When Del Vecchio called Posen about the job, the designer was already busy with three of his own collections — Zac Posen Collection, Zac by Zac Posen and Truly Zac Posen for David’s Bridal — not to mention “Project Runway.” In 2015, he also signed on with Delta Air Lines to design uniforms for its employees. He renewed his contract with Brooks Brothers a year ago.

What does Posen get out of it — besides a paycheck? He was drawn to the idea of working not only on an iconic brand, but a vertical operation that’s very different from his own business. He noted that he’s learned much about fair pricing in a global market, working on a collection that’s not designer but not fast fashion. “The experience of working with much more casual separates than the clothing in my own collection, I think that was part of the attraction, too,” he said.
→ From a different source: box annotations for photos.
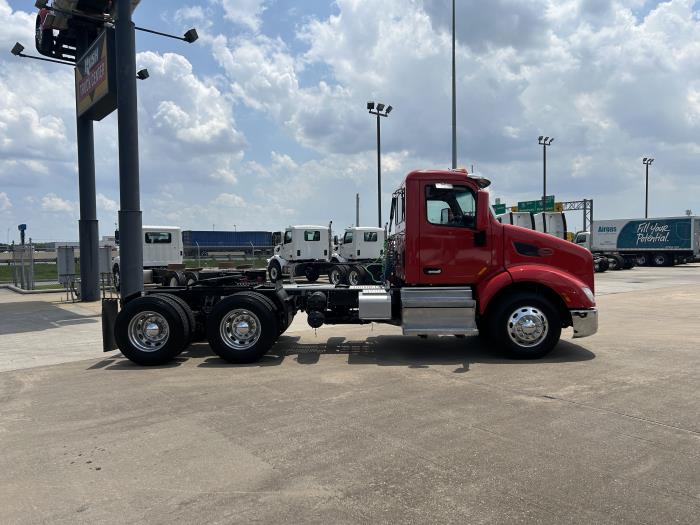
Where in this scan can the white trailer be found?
[574,216,700,266]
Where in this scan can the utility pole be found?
[537,135,554,212]
[642,157,654,219]
[367,102,393,228]
[115,0,143,298]
[76,26,100,301]
[452,0,457,169]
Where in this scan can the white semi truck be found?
[574,216,700,266]
[267,223,385,285]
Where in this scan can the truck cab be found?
[332,226,384,262]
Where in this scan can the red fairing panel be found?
[503,224,595,291]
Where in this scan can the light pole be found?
[642,157,654,219]
[367,102,394,228]
[537,135,554,212]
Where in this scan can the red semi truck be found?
[105,170,598,365]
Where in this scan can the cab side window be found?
[425,183,476,229]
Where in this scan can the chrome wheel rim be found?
[128,310,170,353]
[508,306,549,348]
[219,308,262,350]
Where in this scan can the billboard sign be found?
[75,28,117,120]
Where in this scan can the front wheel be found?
[488,293,561,359]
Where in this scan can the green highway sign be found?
[518,195,554,213]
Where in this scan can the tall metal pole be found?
[542,144,547,212]
[452,0,457,169]
[76,29,100,302]
[377,115,382,228]
[644,162,649,219]
[116,0,143,298]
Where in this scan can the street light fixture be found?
[537,135,554,212]
[642,157,654,219]
[367,101,394,228]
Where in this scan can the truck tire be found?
[236,292,289,335]
[304,265,320,283]
[152,293,196,344]
[487,293,561,359]
[267,261,282,283]
[652,253,669,266]
[114,295,189,366]
[207,293,279,363]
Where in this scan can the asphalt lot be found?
[0,264,700,523]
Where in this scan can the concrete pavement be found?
[0,265,700,523]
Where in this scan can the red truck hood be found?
[503,224,594,291]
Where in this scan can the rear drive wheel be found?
[207,293,279,363]
[488,293,561,359]
[652,253,669,266]
[267,261,282,283]
[637,253,651,266]
[114,296,189,365]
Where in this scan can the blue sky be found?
[0,0,700,241]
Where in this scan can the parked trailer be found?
[108,170,598,365]
[112,226,265,291]
[574,216,700,266]
[182,230,274,256]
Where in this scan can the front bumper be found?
[569,308,598,339]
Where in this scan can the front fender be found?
[477,264,595,314]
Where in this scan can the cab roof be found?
[404,168,491,189]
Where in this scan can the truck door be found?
[419,183,492,284]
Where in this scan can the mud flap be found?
[102,299,119,352]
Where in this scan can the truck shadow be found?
[199,335,595,373]
[94,335,595,368]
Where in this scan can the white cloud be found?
[97,193,119,213]
[41,193,76,213]
[218,0,266,32]
[0,191,12,212]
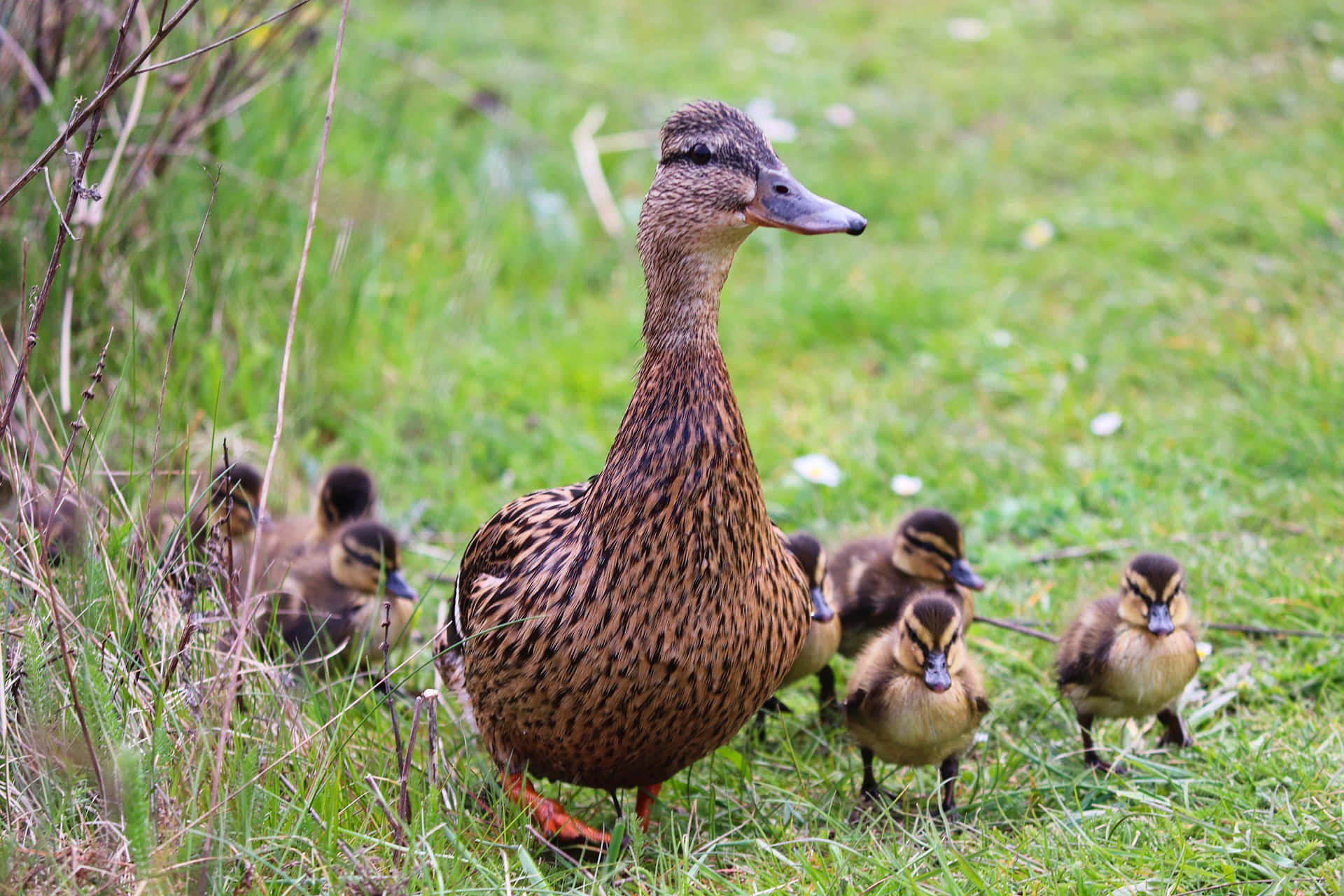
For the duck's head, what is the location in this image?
[328,520,419,601]
[895,591,966,693]
[210,461,260,539]
[891,507,985,591]
[783,532,836,623]
[640,99,868,258]
[313,463,378,532]
[1119,554,1189,638]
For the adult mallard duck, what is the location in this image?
[1055,554,1199,771]
[437,102,867,849]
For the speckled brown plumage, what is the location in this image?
[438,102,863,837]
[827,509,983,657]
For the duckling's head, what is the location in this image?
[1119,554,1189,638]
[895,591,966,693]
[891,507,985,591]
[210,461,260,539]
[783,532,836,622]
[640,99,867,262]
[314,463,378,532]
[328,520,418,601]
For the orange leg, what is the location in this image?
[504,771,612,850]
[634,783,663,832]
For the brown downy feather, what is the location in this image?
[828,509,983,657]
[253,520,415,668]
[437,102,863,790]
[1055,554,1199,719]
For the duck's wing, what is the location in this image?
[434,477,596,654]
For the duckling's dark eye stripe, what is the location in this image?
[906,532,957,563]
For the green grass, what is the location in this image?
[0,0,1344,893]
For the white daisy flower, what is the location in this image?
[1087,411,1125,438]
[891,473,923,498]
[746,97,798,144]
[948,16,989,43]
[793,454,841,489]
[1021,218,1055,251]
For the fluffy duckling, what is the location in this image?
[19,494,89,570]
[757,532,840,724]
[139,461,260,561]
[254,520,416,668]
[1055,554,1199,771]
[817,507,985,704]
[846,591,989,817]
[260,463,378,559]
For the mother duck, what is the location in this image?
[435,101,867,849]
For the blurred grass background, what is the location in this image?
[0,0,1344,892]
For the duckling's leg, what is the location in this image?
[938,756,961,821]
[1078,713,1114,774]
[1157,706,1195,747]
[503,771,612,852]
[859,747,897,802]
[634,783,663,832]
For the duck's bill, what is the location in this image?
[1148,603,1176,634]
[745,169,868,237]
[948,560,985,591]
[387,573,419,601]
[812,584,836,623]
[925,652,951,693]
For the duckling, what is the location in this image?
[435,102,867,850]
[254,520,418,669]
[817,507,985,704]
[846,591,989,818]
[260,463,378,560]
[757,532,840,725]
[137,461,260,561]
[19,493,89,570]
[1055,554,1199,771]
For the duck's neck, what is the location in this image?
[593,241,769,542]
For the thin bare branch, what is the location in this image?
[210,0,349,844]
[0,0,199,212]
[149,168,219,479]
[136,0,312,75]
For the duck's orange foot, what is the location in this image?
[504,772,612,852]
[634,783,663,832]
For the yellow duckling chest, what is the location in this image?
[1088,629,1199,718]
[848,676,980,766]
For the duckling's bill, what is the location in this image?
[743,167,868,237]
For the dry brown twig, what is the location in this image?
[203,0,349,852]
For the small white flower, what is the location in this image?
[824,102,859,127]
[891,473,923,498]
[1087,411,1125,438]
[948,16,989,43]
[748,97,798,144]
[793,454,840,489]
[1172,88,1199,117]
[1021,218,1055,251]
[764,31,801,57]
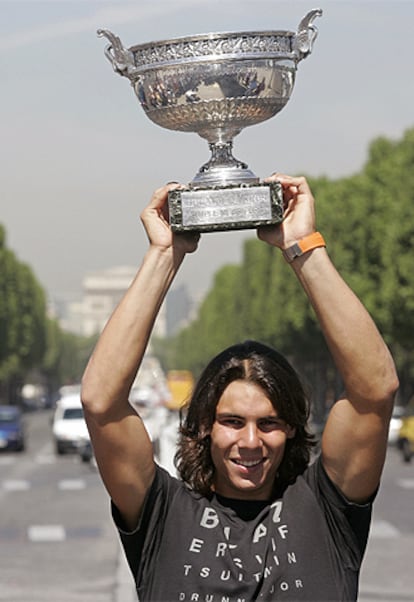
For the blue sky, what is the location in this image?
[0,0,414,296]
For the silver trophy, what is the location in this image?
[98,9,322,232]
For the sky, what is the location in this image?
[0,0,414,298]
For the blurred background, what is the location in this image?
[0,0,414,602]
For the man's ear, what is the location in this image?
[286,424,296,439]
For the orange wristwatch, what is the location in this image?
[283,232,326,263]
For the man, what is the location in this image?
[82,174,398,602]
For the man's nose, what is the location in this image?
[240,423,261,447]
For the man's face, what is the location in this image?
[211,380,295,500]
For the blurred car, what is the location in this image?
[397,414,414,462]
[52,394,89,454]
[388,406,405,445]
[0,405,26,451]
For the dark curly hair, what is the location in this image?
[175,341,315,497]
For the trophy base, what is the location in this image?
[168,182,283,232]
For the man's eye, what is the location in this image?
[220,418,242,428]
[259,419,283,431]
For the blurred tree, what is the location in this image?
[154,129,414,406]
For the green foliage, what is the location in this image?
[0,225,96,401]
[0,229,46,382]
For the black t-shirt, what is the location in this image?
[113,460,372,602]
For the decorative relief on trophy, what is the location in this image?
[98,9,322,232]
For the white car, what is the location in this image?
[52,393,89,454]
[388,406,405,445]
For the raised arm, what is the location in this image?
[82,185,199,528]
[258,175,398,502]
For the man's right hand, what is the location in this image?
[141,183,200,254]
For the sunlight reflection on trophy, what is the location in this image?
[98,9,322,232]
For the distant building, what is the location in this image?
[53,266,193,337]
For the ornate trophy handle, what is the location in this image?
[293,8,323,62]
[96,29,135,77]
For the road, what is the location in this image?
[0,412,414,602]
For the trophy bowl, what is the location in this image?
[98,9,322,231]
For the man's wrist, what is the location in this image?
[283,232,326,263]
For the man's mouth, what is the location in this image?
[232,458,264,468]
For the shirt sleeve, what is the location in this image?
[305,456,376,564]
[111,466,179,583]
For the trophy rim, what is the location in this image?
[128,29,297,52]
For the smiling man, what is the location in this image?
[82,174,398,602]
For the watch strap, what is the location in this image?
[283,232,326,263]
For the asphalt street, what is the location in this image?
[0,412,414,602]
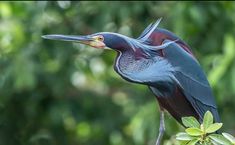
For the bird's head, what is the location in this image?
[42,32,132,51]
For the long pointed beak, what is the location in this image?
[42,34,94,44]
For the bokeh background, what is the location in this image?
[0,1,235,145]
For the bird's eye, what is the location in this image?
[97,36,104,41]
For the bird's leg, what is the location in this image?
[156,107,165,145]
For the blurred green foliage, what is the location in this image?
[0,1,235,145]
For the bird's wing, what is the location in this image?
[137,18,162,42]
[127,40,219,122]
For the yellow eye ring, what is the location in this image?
[97,35,104,41]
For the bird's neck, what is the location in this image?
[114,51,154,82]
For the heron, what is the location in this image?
[42,18,220,145]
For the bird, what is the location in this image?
[42,18,220,145]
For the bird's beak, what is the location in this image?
[42,34,105,48]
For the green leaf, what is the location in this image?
[176,132,195,140]
[206,123,223,133]
[209,134,232,145]
[203,111,213,130]
[185,127,203,136]
[187,138,200,145]
[222,133,235,144]
[182,116,200,128]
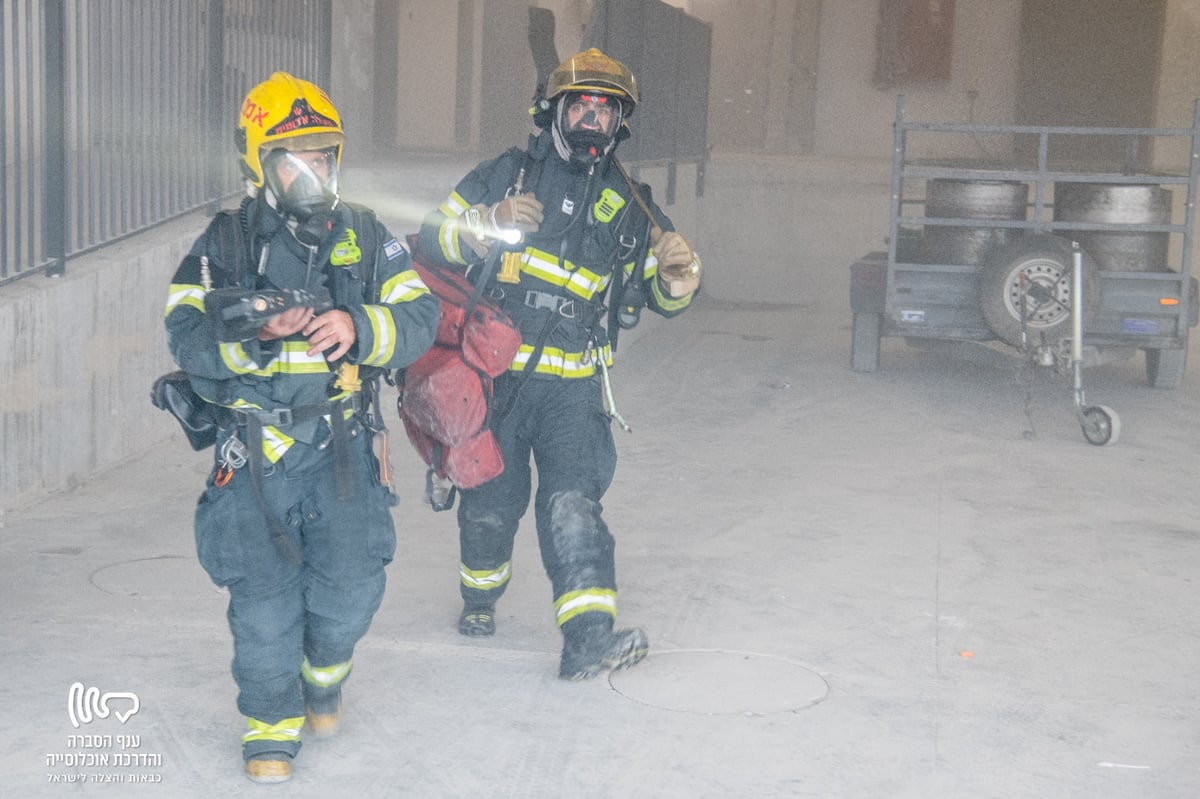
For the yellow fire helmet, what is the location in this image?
[546,47,637,113]
[235,72,346,188]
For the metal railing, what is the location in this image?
[0,0,331,287]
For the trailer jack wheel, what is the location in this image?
[1079,405,1121,446]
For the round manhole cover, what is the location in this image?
[91,555,223,600]
[608,649,829,716]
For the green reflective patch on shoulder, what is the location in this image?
[329,230,362,266]
[593,188,625,222]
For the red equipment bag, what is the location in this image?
[400,234,521,488]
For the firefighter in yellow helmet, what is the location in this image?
[166,72,438,782]
[418,48,700,680]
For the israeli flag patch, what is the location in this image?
[383,239,404,260]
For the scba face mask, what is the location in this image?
[263,148,338,224]
[553,91,623,164]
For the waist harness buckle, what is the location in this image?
[526,290,575,319]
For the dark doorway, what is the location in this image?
[1016,0,1166,163]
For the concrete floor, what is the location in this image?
[0,158,1200,799]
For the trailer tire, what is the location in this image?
[979,234,1096,349]
[850,313,883,372]
[1146,340,1188,389]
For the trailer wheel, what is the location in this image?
[1080,405,1121,446]
[850,313,883,372]
[979,234,1096,349]
[1146,340,1188,389]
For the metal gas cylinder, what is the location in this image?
[1054,182,1171,272]
[917,179,1030,266]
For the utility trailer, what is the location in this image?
[850,96,1200,389]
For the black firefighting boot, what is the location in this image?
[300,657,353,738]
[304,684,342,738]
[558,613,650,680]
[458,603,496,638]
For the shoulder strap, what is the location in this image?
[209,208,254,286]
[350,205,380,302]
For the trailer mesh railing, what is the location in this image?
[0,0,331,287]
Asked who the brand’s female customer is today, Posen said, “She is a professional woman, as most women work. I think in the past it definitely spoke to the counterpart of that idea of the working husband, or the business suit husband, but that’s just not the case anymore. The woman is wearing the suit or wearing the dress to work today. The woman is a poised woman. She’s definitely a dressed up, put together woman. It has the ability to connect to different age groups and generations. I really wanted to create a collection that crossed over mother/daughter, even grandmother. We didn’t want to lose our existing customer, we wanted to retain the existing customer and bring in a new generation.”

He seems to have done just that. At the time of Posen’s hire, Brooks Brothers’ women’s wear accounted for around 20 percent of the company’s $1.1 billion in annual sales. Posen noted that the collection grew by 40 percent over last year’s sales. As for the new customer, he witnessed her first hand a few weeks ago on a trip to Tokyo for the bicentennial. Brooks Brothers has always been big in Japan since establishing itself there in the Eighties.

“President Abe wears Brooks Brothers. All the politicians do,” Posen said. “It’s kind of like a rite of passage.”

Abe didn’t come to the meet and greet with Posen but many women of all ages did. “We broke a record in the store,” Posen said. “We had lots of professional women, lots of leisure women, lots of mother/daughter shopping, and then some much younger fans. Teenage girls, who I would say are Zac fans, who actually were new customers who we were able to bring and introduce into Brooks Brothers. And then lots of kids, like under five years old. They were like my youngest fans I’ve ever had.”